Last week, this Editorial space contained words of warning that the financial picture being painted by the Welsh Government is indeed dire, and it has a £900m hole in its finances.

Now, sadly, it would be remiss of this publication in this space this week not to comment on the stark warning contained in a report from the BBC’s Shared Data Unit on council finances.

And the news is again bad.

Local authorities in Wales are facing a black hole in their finances — and unless funding is found, service cuts and higher council taxes are coming. It’s as simple as that.

The Welsh Local Government Association is warning that the situation is not sustainable.

Powys, for example, is predicting a £14.7m deficit. In Gwynedd, where the council has planned savings of £5.2m, there is uncertainty over the future of its finances.

Perhaps not surprisingly for those who live within Ceredigion, the county council failed to answer questions asked by the Beeb. It has, however, previously stated earlier this year that it has a £10m hole.

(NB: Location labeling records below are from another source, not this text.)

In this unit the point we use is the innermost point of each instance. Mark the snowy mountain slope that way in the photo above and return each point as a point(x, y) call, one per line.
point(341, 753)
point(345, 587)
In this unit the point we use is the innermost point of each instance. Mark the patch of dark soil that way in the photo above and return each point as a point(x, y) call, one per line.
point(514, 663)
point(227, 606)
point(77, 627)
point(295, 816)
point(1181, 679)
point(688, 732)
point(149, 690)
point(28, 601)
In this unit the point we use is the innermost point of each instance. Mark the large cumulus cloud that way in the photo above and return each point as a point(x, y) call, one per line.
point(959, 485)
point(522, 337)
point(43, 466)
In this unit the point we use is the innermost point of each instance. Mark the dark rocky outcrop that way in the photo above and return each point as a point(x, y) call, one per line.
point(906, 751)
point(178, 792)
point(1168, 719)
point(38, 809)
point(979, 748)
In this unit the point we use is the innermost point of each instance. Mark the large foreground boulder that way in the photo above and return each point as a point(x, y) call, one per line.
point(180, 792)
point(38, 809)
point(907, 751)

Last year, Ceredigion taxpayers were hit with the third-highest tax increase in Wales — some 7.3 per cent, and it says it is facing difficult choices to again balance its books this year.

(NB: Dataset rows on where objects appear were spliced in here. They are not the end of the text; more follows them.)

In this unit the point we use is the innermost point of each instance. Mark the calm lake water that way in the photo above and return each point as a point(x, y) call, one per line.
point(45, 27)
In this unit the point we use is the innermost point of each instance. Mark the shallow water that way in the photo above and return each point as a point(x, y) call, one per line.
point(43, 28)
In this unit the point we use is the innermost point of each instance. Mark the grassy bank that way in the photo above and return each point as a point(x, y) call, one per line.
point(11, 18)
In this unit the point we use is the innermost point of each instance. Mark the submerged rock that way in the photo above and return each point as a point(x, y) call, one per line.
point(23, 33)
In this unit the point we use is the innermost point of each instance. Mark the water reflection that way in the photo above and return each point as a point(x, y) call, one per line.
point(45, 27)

Every taxpayer in this region should be bracing for the inevitable hits and cuts that are in the pipeline.

For those who own second homes, the dire financial outlook means that councils should be using their full new taxing powers to maximise revenues.

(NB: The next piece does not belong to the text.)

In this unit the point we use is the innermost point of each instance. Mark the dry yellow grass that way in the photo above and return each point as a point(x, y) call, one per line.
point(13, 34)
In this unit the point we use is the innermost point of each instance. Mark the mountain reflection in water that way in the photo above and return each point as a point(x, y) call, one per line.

For those dependent on services provided by our local authorities, the outlook is equally bleak.

And for those who look at our councils and question their use of our taxes, there needs to be far closer scrutiny of how they spend — or waste — our money.

If Cardiff Bay is intent on downloading its financial woes onto local councils, it should also allow them to generate other revenue streams

Slapping a levy on every caravan in Wales would be a good start.

Everyone will have to share the pain.